If you could see me now

08/04/2017

I had not even heard about the Kysthospital i Stavern. Not before my first GP here in Porsgrunn sent a referal to them. He told me not to show my report from dr. Stokke to them. "They're never going to believe you" was his words.

My dad has always talked about how beautiful Stavern is. He have been to many trips there during his time in the navy. And he was right, it was abosolutley stunning there. The sun was shining and the surroundings looked like a postcard. It was a really nice day in every way.

Huy drove me and tagged along for moral support on my appointment. I will admit that I hade a few hopes to meet the doctor, but I was not exhited or too happy.

I remember every converstation with doctor and "specialists" down to even the smallest detail, but this day is a bit blurry. I remember that I was met by a female doctor, I assume she was a neurologist. Maybe I remember so little from it because it had been a while since I talked to someone regarding my neck. I was not prepared that also this time I would be looked town at and talked to like I was an idiot.

Huy and I sat in to chairs that where placed really close. He stroke my hand when he noticed that my voice started to crack. I told my story and explained my pain. I was honest. I told her that when expirience that my neck "snaps" I get really scared because it feels like my head is going to fall off. I told her that i placed my hands around my neck and I almost did not dare to let go. I can not remember what she answered, but I remember she asked questions and taking notes.

Huy was asked to leave the office, and it was the same as always: dress down to my underwear and walk back and forth on the floor in the small office. Then get dressed and sit down again.

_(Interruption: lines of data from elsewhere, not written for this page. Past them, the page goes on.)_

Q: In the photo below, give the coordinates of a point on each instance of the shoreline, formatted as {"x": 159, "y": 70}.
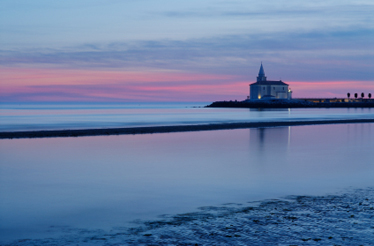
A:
{"x": 293, "y": 103}
{"x": 331, "y": 219}
{"x": 168, "y": 129}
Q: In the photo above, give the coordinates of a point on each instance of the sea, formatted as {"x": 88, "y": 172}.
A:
{"x": 53, "y": 187}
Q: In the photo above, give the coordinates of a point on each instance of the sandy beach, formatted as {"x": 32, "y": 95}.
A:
{"x": 169, "y": 129}
{"x": 343, "y": 219}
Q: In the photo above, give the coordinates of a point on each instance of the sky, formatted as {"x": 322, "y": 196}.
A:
{"x": 142, "y": 50}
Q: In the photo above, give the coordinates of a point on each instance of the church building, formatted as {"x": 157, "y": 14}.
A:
{"x": 268, "y": 89}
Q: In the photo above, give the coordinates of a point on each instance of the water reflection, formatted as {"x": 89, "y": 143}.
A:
{"x": 102, "y": 182}
{"x": 259, "y": 138}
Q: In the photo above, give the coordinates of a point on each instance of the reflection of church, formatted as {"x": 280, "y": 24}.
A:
{"x": 268, "y": 89}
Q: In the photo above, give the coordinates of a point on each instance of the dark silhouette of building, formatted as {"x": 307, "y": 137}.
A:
{"x": 268, "y": 89}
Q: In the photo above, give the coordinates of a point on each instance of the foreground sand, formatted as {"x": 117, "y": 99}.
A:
{"x": 168, "y": 129}
{"x": 345, "y": 219}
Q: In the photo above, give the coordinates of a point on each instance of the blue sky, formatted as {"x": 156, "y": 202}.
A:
{"x": 300, "y": 41}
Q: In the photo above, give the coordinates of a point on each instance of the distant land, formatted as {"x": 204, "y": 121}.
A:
{"x": 296, "y": 103}
{"x": 266, "y": 93}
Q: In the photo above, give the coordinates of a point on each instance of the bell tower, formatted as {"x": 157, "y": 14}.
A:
{"x": 261, "y": 74}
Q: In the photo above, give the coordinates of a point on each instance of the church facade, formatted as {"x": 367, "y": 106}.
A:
{"x": 268, "y": 89}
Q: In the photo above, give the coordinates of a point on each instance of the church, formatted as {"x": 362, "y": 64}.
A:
{"x": 268, "y": 89}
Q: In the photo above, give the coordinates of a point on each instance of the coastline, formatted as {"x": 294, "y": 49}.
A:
{"x": 168, "y": 129}
{"x": 331, "y": 219}
{"x": 293, "y": 103}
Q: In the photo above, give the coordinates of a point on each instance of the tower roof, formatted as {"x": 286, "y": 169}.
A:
{"x": 261, "y": 73}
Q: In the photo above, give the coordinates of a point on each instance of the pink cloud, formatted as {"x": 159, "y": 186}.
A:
{"x": 28, "y": 84}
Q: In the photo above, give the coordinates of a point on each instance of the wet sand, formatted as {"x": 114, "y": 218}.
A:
{"x": 345, "y": 219}
{"x": 169, "y": 129}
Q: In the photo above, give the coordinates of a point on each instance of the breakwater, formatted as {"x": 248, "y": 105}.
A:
{"x": 295, "y": 103}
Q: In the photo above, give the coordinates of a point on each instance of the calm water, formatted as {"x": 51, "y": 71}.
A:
{"x": 17, "y": 117}
{"x": 106, "y": 182}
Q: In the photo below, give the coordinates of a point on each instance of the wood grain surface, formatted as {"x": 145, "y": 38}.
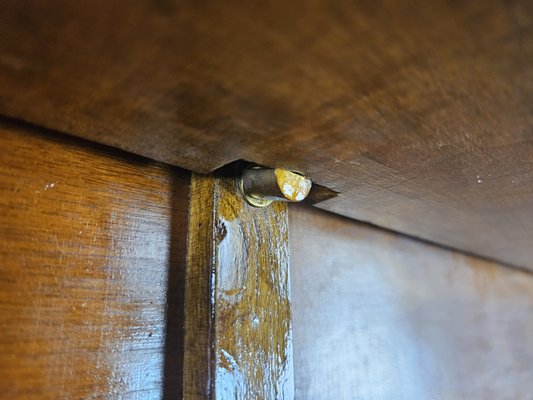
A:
{"x": 418, "y": 112}
{"x": 381, "y": 316}
{"x": 238, "y": 334}
{"x": 91, "y": 270}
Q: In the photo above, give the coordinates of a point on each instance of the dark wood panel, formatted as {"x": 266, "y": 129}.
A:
{"x": 380, "y": 316}
{"x": 91, "y": 271}
{"x": 418, "y": 112}
{"x": 238, "y": 340}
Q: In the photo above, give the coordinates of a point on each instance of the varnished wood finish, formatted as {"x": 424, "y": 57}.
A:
{"x": 418, "y": 112}
{"x": 238, "y": 342}
{"x": 380, "y": 316}
{"x": 91, "y": 271}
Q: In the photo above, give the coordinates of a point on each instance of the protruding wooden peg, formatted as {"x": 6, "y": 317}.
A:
{"x": 261, "y": 186}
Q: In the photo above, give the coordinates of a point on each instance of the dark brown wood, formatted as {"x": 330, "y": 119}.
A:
{"x": 380, "y": 316}
{"x": 418, "y": 112}
{"x": 91, "y": 271}
{"x": 238, "y": 340}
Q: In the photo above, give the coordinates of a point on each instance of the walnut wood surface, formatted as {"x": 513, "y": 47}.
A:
{"x": 418, "y": 112}
{"x": 91, "y": 271}
{"x": 238, "y": 338}
{"x": 381, "y": 316}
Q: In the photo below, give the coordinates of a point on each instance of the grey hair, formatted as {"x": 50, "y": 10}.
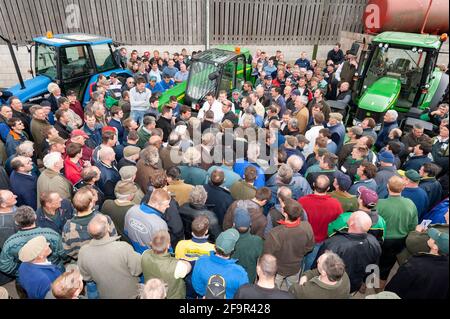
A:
{"x": 293, "y": 123}
{"x": 25, "y": 148}
{"x": 198, "y": 196}
{"x": 154, "y": 289}
{"x": 150, "y": 156}
{"x": 295, "y": 162}
{"x": 393, "y": 114}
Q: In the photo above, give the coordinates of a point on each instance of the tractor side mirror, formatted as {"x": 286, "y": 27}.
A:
{"x": 213, "y": 76}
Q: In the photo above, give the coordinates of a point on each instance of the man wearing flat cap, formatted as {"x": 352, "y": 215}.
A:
{"x": 36, "y": 273}
{"x": 130, "y": 157}
{"x": 424, "y": 276}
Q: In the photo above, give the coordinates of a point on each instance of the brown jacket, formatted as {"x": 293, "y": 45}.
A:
{"x": 143, "y": 175}
{"x": 259, "y": 221}
{"x": 302, "y": 117}
{"x": 181, "y": 190}
{"x": 169, "y": 156}
{"x": 242, "y": 190}
{"x": 51, "y": 181}
{"x": 289, "y": 245}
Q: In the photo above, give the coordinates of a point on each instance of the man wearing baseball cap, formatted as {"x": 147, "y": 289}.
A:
{"x": 415, "y": 193}
{"x": 424, "y": 276}
{"x": 367, "y": 202}
{"x": 386, "y": 171}
{"x": 80, "y": 137}
{"x": 220, "y": 263}
{"x": 36, "y": 273}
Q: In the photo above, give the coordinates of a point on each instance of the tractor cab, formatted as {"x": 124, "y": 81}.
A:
{"x": 73, "y": 61}
{"x": 223, "y": 68}
{"x": 399, "y": 72}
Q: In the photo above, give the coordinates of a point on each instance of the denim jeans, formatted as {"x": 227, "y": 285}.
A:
{"x": 138, "y": 116}
{"x": 311, "y": 257}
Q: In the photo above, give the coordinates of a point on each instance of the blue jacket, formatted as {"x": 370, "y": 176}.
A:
{"x": 437, "y": 214}
{"x": 218, "y": 201}
{"x": 303, "y": 63}
{"x": 12, "y": 143}
{"x": 382, "y": 139}
{"x": 95, "y": 136}
{"x": 230, "y": 176}
{"x": 163, "y": 86}
{"x": 109, "y": 177}
{"x": 206, "y": 266}
{"x": 37, "y": 279}
{"x": 433, "y": 189}
{"x": 63, "y": 214}
{"x": 416, "y": 162}
{"x": 337, "y": 135}
{"x": 240, "y": 166}
{"x": 120, "y": 129}
{"x": 25, "y": 187}
{"x": 4, "y": 131}
{"x": 420, "y": 199}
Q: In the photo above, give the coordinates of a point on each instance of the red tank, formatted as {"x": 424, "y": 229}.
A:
{"x": 406, "y": 16}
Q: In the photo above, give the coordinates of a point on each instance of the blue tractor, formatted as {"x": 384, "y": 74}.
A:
{"x": 73, "y": 61}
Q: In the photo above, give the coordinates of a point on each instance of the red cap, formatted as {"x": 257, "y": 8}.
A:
{"x": 79, "y": 133}
{"x": 109, "y": 129}
{"x": 368, "y": 196}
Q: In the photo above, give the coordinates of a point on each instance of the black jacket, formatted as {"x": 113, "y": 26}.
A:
{"x": 434, "y": 190}
{"x": 172, "y": 218}
{"x": 219, "y": 199}
{"x": 189, "y": 212}
{"x": 424, "y": 276}
{"x": 166, "y": 126}
{"x": 357, "y": 251}
{"x": 63, "y": 130}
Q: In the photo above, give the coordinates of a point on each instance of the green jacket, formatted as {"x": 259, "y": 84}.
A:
{"x": 417, "y": 243}
{"x": 349, "y": 204}
{"x": 400, "y": 215}
{"x": 9, "y": 256}
{"x": 378, "y": 228}
{"x": 163, "y": 267}
{"x": 315, "y": 289}
{"x": 144, "y": 136}
{"x": 247, "y": 251}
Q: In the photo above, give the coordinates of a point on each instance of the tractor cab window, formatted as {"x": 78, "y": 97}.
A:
{"x": 46, "y": 60}
{"x": 200, "y": 81}
{"x": 403, "y": 64}
{"x": 103, "y": 57}
{"x": 228, "y": 77}
{"x": 240, "y": 75}
{"x": 75, "y": 62}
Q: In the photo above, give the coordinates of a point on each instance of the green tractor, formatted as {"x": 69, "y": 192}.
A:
{"x": 398, "y": 71}
{"x": 222, "y": 68}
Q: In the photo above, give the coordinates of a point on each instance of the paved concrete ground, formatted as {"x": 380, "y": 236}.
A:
{"x": 11, "y": 287}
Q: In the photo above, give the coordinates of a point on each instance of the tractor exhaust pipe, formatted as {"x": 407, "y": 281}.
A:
{"x": 16, "y": 65}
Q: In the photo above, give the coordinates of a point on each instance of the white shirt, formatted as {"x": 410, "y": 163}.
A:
{"x": 216, "y": 108}
{"x": 311, "y": 136}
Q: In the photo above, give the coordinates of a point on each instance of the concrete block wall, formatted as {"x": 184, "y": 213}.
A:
{"x": 8, "y": 76}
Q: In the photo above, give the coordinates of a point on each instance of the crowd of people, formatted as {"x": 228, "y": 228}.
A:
{"x": 263, "y": 194}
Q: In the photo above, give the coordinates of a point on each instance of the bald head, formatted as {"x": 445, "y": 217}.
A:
{"x": 295, "y": 162}
{"x": 106, "y": 154}
{"x": 284, "y": 193}
{"x": 322, "y": 184}
{"x": 98, "y": 227}
{"x": 267, "y": 266}
{"x": 359, "y": 223}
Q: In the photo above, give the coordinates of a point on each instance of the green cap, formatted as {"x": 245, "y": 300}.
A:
{"x": 413, "y": 176}
{"x": 440, "y": 238}
{"x": 227, "y": 240}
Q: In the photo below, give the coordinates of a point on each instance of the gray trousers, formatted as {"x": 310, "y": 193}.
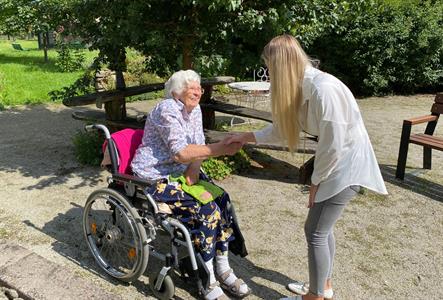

When I think back at it now I really should have asked that I would like to have Huy come back in to the office, but I didn't.

The doctor said that I was very tense when I walked but there was nothing else wrong. Then she said: "When you tell me that you expirience pain, what are you scaref of? Do you think you're going to die?". I was sobbing so much that I could not separate the snot from the tears. "No! I don't think I'm going to die!". I wanted to swear scream from the top of my lungs. She tried to calm me down by saying she belived that I was in pain, but that just confirmed that she did not believe me at all.

She then suggested that I would come for a neck and back rehab, to teach me how to live with my pain. I had been to the same rehab in Bergen, but I told her that I like to try one more time. That was I lie. Why would I try one more time when I knew it would not help at all?

I called an canceled a few days later.

I went out from the office and had to wait a while for the lift. I did not dare to take the stairs because I was afraid to fall as I was crying so much. I sat down in the lift and I did not care at all if anyone came in and saw me. The doors luckily did not open before I was getting out myself and I had to walk pass the reseption. Normally I smile at everyone I walk pass, but I did not even look at the person who sat in the reseption. When I walked by I thought to myself: how many people with neck injuries goes crying out of these doors?

Crossing the parkinglot felt like an eternity. The sun sho was so beutiful when I walked to the appointment had turned into a monster that cheered on my migraine. And it was like the beautiful surroundings laughed at me. I said a thousand of swear words when I sat down in the car seat. Huy was there, in all my anger and in all of my pain. He squeezed my had and looked at me while he said: "don't give up, Hanne".

I wish the woman I went to the appointment to, could see me now. Because yesterday and today has been those days where I'm scared. No, not do die, but scared that my neck soon won't support my head at all. Because it feels completely loose. Lucily I've seen people with more knowledge since I saw you, and the funny thing is that I was correct in my descriptions of my pains. I

t was you who did not have knowledge to do your job properly.